To be extra sure, I rewrote two methods without using any Union types, several billion allocations are still being associated with this function call.

        - function broadened_peaks!(
        - 	Sqω::Vector{ComplexF64},
        - 	Snm::Matrix{ComplexF64},
        - 	Enm::Matrix{Float64},
        - 	Egrid::Vector{Float64},
        - 	dE::Float64
        - 	)
        - 
  6748880 	for (E,S) in zip(Enm,Snm)
315413912 		for (i,e) in enumerate(Egrid)

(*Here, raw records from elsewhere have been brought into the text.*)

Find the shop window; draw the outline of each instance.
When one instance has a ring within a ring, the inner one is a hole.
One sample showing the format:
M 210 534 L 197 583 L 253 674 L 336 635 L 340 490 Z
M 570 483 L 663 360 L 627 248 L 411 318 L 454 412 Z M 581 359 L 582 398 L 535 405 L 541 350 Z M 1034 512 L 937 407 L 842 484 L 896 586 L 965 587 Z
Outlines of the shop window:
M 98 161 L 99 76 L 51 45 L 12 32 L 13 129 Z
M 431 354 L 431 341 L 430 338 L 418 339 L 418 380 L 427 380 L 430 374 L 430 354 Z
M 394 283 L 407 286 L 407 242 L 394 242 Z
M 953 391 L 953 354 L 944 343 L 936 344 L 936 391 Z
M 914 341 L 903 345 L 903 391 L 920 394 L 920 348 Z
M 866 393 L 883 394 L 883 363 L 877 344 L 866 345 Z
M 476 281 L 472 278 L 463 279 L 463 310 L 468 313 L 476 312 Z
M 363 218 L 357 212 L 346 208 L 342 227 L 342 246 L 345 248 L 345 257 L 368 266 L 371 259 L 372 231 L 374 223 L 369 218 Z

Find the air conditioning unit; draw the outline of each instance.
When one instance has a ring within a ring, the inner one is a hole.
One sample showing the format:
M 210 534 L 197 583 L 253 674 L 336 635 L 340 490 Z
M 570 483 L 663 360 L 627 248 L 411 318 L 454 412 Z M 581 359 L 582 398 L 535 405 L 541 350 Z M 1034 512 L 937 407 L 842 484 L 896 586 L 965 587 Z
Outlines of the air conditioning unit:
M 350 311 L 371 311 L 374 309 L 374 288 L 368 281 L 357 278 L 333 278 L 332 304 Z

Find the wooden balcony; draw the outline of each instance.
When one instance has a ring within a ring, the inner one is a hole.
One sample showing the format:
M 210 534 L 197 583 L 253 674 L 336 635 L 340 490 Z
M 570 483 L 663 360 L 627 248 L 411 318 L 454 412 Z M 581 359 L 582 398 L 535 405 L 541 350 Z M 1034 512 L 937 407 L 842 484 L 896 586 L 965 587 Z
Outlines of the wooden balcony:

1343077008 			Sqω[i] += S*Lorentzian(e-E, dE)
1565108288 		end
 20662600 	end
        - end

        - 
        - # puts Lorentzians of weights Snm at energies Enm
        - function broadened_peaks!(
        - 	Sqω::Vector{Float64},
        - 	Snm::Matrix{Float64},
        - 	Enm::Matrix{Float64},
        - 	Egrid::Vector{Float64},
        - 	dE::Float64
        - 	)
        - 
  2891376 	for (E,S) in zip(Enm,Snm)
133055928 		for (i,e) in enumerate(Egrid)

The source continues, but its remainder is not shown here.